You probably won't see this issue on any "must read" list for new Booster Gold fans. I admit that it's mainly a Justice League International story. However, Booster Gold does have a starring role, and the story does directly address the dichotomy of Michael Jon Carter's "shallow" public persona versus his more noble self-identification. For that reason alone, I think it's worth a look for people interested in the evolution of my favorite character.
Besides, who doesn't love that leather jacket?
In honor of the issue's anniversary, here's Adam Hughes' original pencil work for the cover — an homage to Kevin Maguire much duplicated "crowded elevator" cover for Justice League #1 — as published in Back Issue #2 (February 2004). As you can see, an uninvited guest crashed this party! Click the image to embiggen.
Here's to the good old days!
Monday, February 6, 2017
If you think about it, we owe the longevity of our hero to the success of 1987's Justice League reboot which launched 30 years ago yesterday.
Although Dan Jurgens created a unique and endearing character in Michael "Booster" Carter, it was the character's inclusion in J.M. DeMatteis and Keith Giffen's reboot of DC's flagship team (and specifically his relationship with Blue Beetle) that cemented Booster Gold's place in the DCU. Without the JLI, Booster Gold probably would have faded to the same sort of neverland as other lesser known DC characters like Geo-Force or Blue Devil.
In celebration of the anniversary, the Irredeemable Shag interviewed DeMatteis for a very special edition of the Justice League International: Bwah-Ha-Ha Podcast. The writer admitted that Booster Gold held a unique place in the series.

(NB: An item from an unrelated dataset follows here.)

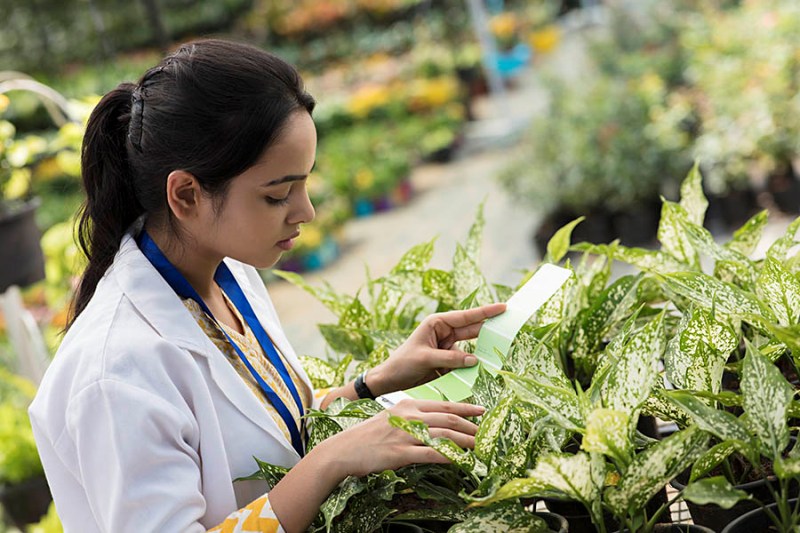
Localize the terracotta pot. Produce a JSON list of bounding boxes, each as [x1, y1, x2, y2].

Shag: Favorite JLI members. Give me like two or three.
DeMatteis: Well, Beetle and Booster for sure. Because in so many ways, they're the heart and soul of the book. ... I love the banter, and I love that we continued to play with them.
We love it too!
You can find the whole podcast interview, which covers the JLI from their inception, through their name changes, and into the year 3000, at fireandwaterpodcast.com.
Something tells me we'll still be celebrating the JLI when it's 60th anniversary rolls around. In every medium, great entertainment endures.